Bob Dylan: No Direction Home

I never really listened to Bob Dylan as a kid, I guess thats because I was bombarded with 80’s hair bands. I feel his music is the kind that almost needs you to be a certain maturity level to really appreciate and understand it. In college I played “Subteranean Homesick Blues”, “Rainy Day Women” and “Like A Rolling Stone” all the time on my freeform radio program, I think that’s when it really began to sink in.

Martin Scorsese’s 2005 documentary No Direction Home examines Bob Dylan (born Robert Zimmerman) from his life in Minnesota through his time in Greenwich Village as an up and coming personality through his huge success as the first real folk rock sensation up to a motorcycle crash that happened in 1967. The real attraction here is getting to hear directly from Bob who has never been a big fan of interviews. He comes across as a very cool guy, equal parts storyteller, music aficionado and actor.
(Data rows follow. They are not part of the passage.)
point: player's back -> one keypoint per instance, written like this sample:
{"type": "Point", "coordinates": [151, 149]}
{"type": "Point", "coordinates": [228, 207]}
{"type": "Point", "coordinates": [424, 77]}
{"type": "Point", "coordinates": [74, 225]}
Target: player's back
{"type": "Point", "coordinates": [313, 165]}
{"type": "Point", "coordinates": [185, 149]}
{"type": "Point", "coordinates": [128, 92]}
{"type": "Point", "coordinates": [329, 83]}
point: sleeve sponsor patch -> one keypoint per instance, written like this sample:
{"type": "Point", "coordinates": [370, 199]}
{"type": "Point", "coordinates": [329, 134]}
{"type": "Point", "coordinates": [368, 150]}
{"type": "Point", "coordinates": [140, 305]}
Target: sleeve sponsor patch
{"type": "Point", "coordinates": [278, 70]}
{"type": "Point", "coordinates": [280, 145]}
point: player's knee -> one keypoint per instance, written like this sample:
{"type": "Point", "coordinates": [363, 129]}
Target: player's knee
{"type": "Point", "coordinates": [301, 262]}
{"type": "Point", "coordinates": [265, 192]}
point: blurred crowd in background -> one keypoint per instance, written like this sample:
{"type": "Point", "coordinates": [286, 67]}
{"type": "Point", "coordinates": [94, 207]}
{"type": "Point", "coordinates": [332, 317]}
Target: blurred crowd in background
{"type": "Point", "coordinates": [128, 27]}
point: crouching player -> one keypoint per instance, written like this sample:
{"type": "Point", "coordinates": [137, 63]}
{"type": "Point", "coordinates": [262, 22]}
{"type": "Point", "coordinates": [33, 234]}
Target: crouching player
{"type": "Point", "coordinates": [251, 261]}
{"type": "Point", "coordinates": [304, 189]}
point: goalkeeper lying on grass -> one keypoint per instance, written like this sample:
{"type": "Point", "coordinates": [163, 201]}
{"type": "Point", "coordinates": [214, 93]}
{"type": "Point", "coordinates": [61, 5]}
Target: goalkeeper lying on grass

He describes how at a young age, when he heard certain music he felt like another person. He was drawn to it and it took him over completely.

This documentary shows the immense influence that Folk legend Woody Guthrie had on Bob as well. Some singers wanted to be Elvis, he wanted to be Woody. He took Woody’s music and brought it into the 60s. Bob never hides the fact he stole from his mentors either. Another prime example that “great artists don’t do homages, they steal”. Amazingly, instead of becoming a mere carbon copy of his heroes, he created his own new legend. The truth and honesty his music had was what made it so appealing to the people. Bob wrote music and lyrics that told universal tales that everyone could identify with be they black, white, red or purple.

Director Martin Scorsese, an avid music lover himself, uses footage from Dylan’s tours, interviews with Dylan’s friends and music colleagues as well as his own thoughts on Dylan’s life to create an enriching, in-depth work of documentary art.

If you love Bob Dylan’s music, No Direction Home is a must see. We also highly recommend D.A. Pennebaker’s Don’t Look Back, an earlier documentary that followed Bob on his 1965 concert tour of England.